Itinerary: The area around Sedona, to me, looks like it’s not on planet Earth. The towering red and orange rock formations have the same kind of cosmic energy and ability to uplift the spirit as sacred sites that attract spiritual travelers and pilgrims at places like Glastonbury or Stonehenge in England. Sedona is natural, though, not built, and driving around there is almost like visiting a vast open-air cathedral. You will find people meditating at different spots near Sedona. Airport Mesa, Cathedral Rock, Bell Rock and Boynton Canyon are the most popular.
It's two hours from Sedona to Phoenix, with beautiful desert scenery. In the area of Carefree, where my company has a mind-body center, there are desert gardens where you can see native plants of the desert. The ancients, and those who follow their practices today, used herbal medicine and psychedelic mushrooms to reach higher states of consciousness. If that calls to you, great. But you can achieve these altered states through other contemplative practices as well: observing the senses, observing your thoughts, observing your surroundings and recognizing that, ultimately, reality is within yourself as much as it is out there. Whether you’re in Manhattan or Phoenix, the one thing that stays continuous is inside you. It is consciousness.
Driver: Lesley Stahl, 80, correspondent for CBS’ 60 Minutes
Where to: A loop through history and good taste in SoCal
Tales from the road: When Ronald Reagan was president, I was CBS’ correspondent at the White House, and part of the press corps that followed him on vacation. Reagan usually went to his ranch in the mountains around Santa Barbara, and we stayed in town, along the ocean.
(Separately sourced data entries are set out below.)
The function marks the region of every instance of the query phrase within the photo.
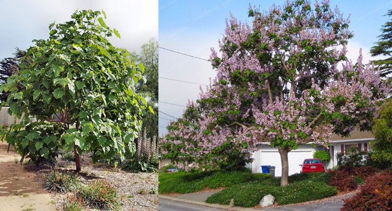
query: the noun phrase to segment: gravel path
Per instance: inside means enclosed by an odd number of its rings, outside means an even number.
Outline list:
[[[93,179],[103,179],[112,184],[117,188],[118,196],[121,200],[122,211],[157,211],[158,201],[158,174],[156,173],[130,173],[106,164],[93,164],[91,159],[86,156],[82,157],[81,162],[82,170],[80,172],[81,180],[83,184],[87,184]],[[74,169],[74,162],[62,161],[58,159],[58,163],[55,169]],[[27,168],[30,170],[40,173],[36,180],[43,183],[46,174],[50,169],[40,167],[39,169],[35,165],[29,164]],[[73,195],[73,193],[51,193],[52,198],[56,202],[56,210],[62,211],[68,197]],[[86,211],[96,210],[86,209]]]

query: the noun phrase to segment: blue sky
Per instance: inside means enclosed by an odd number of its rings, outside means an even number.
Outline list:
[[[313,1],[312,1],[313,2]],[[231,12],[237,19],[248,20],[249,4],[268,9],[273,3],[283,5],[282,0],[176,0],[159,1],[159,42],[161,47],[208,59],[210,48],[218,48],[225,26],[225,20]],[[331,0],[337,5],[344,17],[350,15],[349,28],[354,38],[349,40],[348,57],[356,60],[359,48],[363,48],[365,61],[371,58],[368,54],[378,41],[381,25],[389,19],[384,16],[392,9],[392,0],[368,1]],[[199,85],[169,80],[162,77],[208,84],[215,72],[209,62],[159,49],[159,110],[174,117],[181,116],[188,99],[196,100],[200,92]],[[204,86],[202,85],[202,87]],[[174,118],[159,113],[160,134]]]

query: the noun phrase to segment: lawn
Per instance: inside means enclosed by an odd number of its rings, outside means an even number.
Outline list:
[[[289,178],[290,184],[280,186],[280,178],[269,178],[235,185],[215,193],[206,202],[228,205],[234,199],[234,206],[252,207],[268,194],[275,197],[280,205],[320,199],[337,193],[328,185],[329,174],[324,172],[296,174]]]
[[[216,189],[244,182],[256,182],[272,178],[270,174],[252,173],[250,171],[212,171],[202,172],[160,173],[159,193],[187,193],[206,188]]]

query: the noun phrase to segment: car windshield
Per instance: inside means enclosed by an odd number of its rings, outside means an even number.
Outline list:
[[[305,161],[305,164],[321,164],[321,162],[319,160],[306,160]]]

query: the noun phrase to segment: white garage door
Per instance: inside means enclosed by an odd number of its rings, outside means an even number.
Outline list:
[[[312,151],[292,151],[289,152],[289,175],[291,175],[301,171],[301,166],[303,160],[306,158],[313,157]],[[280,177],[282,175],[282,164],[280,161],[280,155],[277,151],[261,151],[261,165],[270,165],[275,166],[275,176]]]

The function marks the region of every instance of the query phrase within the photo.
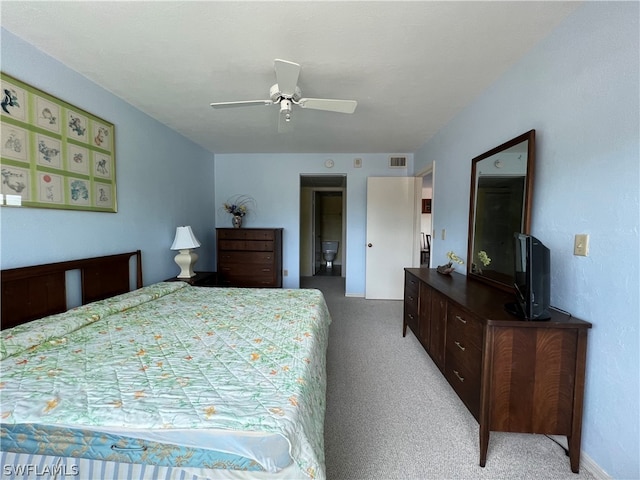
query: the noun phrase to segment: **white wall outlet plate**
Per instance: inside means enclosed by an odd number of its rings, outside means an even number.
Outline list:
[[[580,257],[589,255],[589,235],[586,233],[576,234],[573,242],[573,254]]]

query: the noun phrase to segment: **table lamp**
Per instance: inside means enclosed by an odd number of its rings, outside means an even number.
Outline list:
[[[191,251],[192,248],[198,248],[200,242],[191,231],[191,227],[176,228],[176,238],[173,239],[171,250],[180,250],[175,257],[175,261],[180,267],[178,278],[195,277],[193,265],[198,260],[198,255]]]

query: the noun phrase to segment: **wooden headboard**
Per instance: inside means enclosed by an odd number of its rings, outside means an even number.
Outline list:
[[[133,256],[136,288],[141,288],[140,250],[2,270],[1,328],[68,310],[66,272],[70,270],[80,270],[82,305],[130,291],[129,265]]]

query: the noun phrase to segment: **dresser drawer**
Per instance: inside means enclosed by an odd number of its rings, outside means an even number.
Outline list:
[[[218,229],[218,240],[275,240],[275,231],[261,229]]]
[[[445,361],[445,377],[460,400],[467,406],[476,420],[480,415],[480,370],[471,373],[464,366],[451,361],[449,349],[447,349]],[[479,362],[478,362],[479,364]]]
[[[445,376],[477,419],[482,376],[482,324],[451,302],[448,308]]]
[[[242,252],[223,250],[219,253],[218,265],[255,265],[257,266],[273,266],[275,257],[273,252]]]
[[[457,305],[449,302],[447,314],[447,343],[449,339],[460,342],[463,346],[473,345],[482,349],[482,324],[474,316],[468,314]]]
[[[276,282],[276,275],[273,271],[238,273],[233,269],[223,268],[219,274],[235,287],[273,287]]]

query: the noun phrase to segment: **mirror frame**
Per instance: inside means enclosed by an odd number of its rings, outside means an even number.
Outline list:
[[[469,278],[473,278],[475,280],[479,280],[481,282],[492,285],[496,288],[507,292],[514,292],[513,285],[507,285],[498,280],[485,277],[483,275],[479,275],[477,273],[472,272],[472,264],[471,261],[473,255],[473,244],[474,244],[474,235],[475,235],[475,222],[476,222],[476,166],[478,162],[484,160],[485,158],[492,157],[500,152],[508,150],[509,148],[518,145],[519,143],[528,141],[527,145],[527,171],[526,171],[526,179],[524,186],[524,202],[522,208],[522,232],[520,233],[530,233],[531,228],[531,206],[533,199],[533,181],[535,177],[535,156],[536,156],[536,131],[529,130],[528,132],[523,133],[522,135],[518,135],[515,138],[512,138],[508,142],[503,143],[491,150],[479,155],[471,160],[471,190],[469,193],[469,236],[468,236],[468,245],[467,245],[467,276]]]

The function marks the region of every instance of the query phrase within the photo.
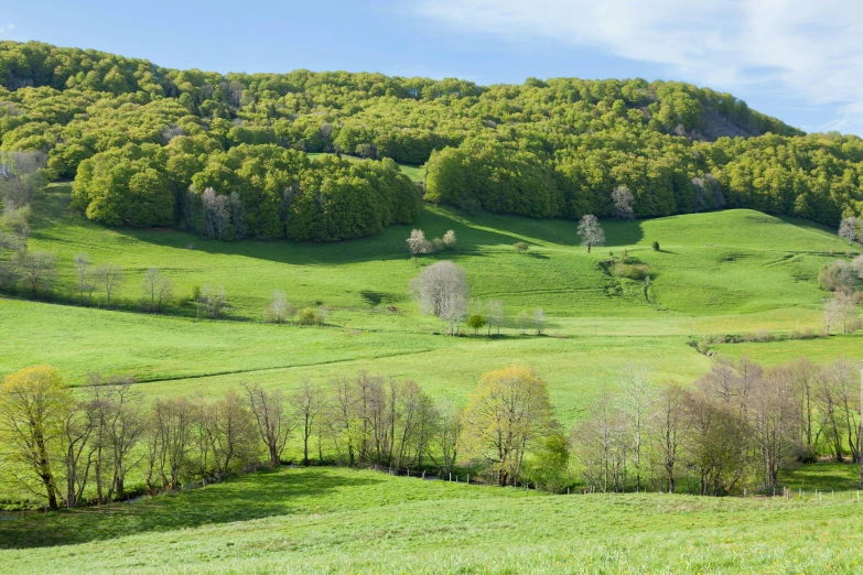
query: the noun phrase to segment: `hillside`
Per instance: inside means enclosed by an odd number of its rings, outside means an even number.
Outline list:
[[[741,207],[835,226],[862,211],[859,138],[805,135],[680,83],[220,75],[12,42],[0,79],[0,148],[46,154],[51,177],[76,180],[75,207],[109,225],[375,235],[419,214],[389,160],[428,164],[425,199],[472,211],[606,216],[619,186],[641,218]]]
[[[544,496],[332,469],[0,522],[14,573],[854,573],[860,503]],[[43,545],[54,545],[43,549]]]

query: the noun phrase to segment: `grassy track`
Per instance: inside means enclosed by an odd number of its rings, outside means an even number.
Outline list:
[[[568,497],[285,469],[3,521],[0,562],[10,573],[859,573],[851,496]]]

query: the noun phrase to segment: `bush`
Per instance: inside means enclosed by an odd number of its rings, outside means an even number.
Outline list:
[[[311,307],[304,307],[300,313],[300,325],[314,325],[317,322],[316,314]]]
[[[471,317],[467,318],[467,327],[474,330],[474,335],[486,325],[488,325],[488,322],[479,314],[472,314]]]

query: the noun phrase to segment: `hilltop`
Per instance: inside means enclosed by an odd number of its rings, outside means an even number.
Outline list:
[[[108,225],[333,241],[416,221],[420,194],[578,219],[611,215],[621,186],[640,218],[744,207],[835,226],[862,210],[859,138],[681,83],[222,75],[34,42],[0,43],[0,82],[2,150],[46,154]],[[392,161],[425,164],[419,193]]]

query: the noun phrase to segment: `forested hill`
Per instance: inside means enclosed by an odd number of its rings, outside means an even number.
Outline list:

In those years, my husband, young daughter Taylor and I drove along the Pacific Coast Highway, stopping at, for instance, San Simeon, where William Randolph Hearst built a sumptuous castle. Once, we got out of the car and walked down to the beach to watch massive sunbathing elephant seals with their fabulous floppy noses. Years later, Taylor got married at the beautiful Foley vineyard in Santa Ynez, and her husband now makes his own wine. She and her family continue our tradition of exploring the Pacific Coast.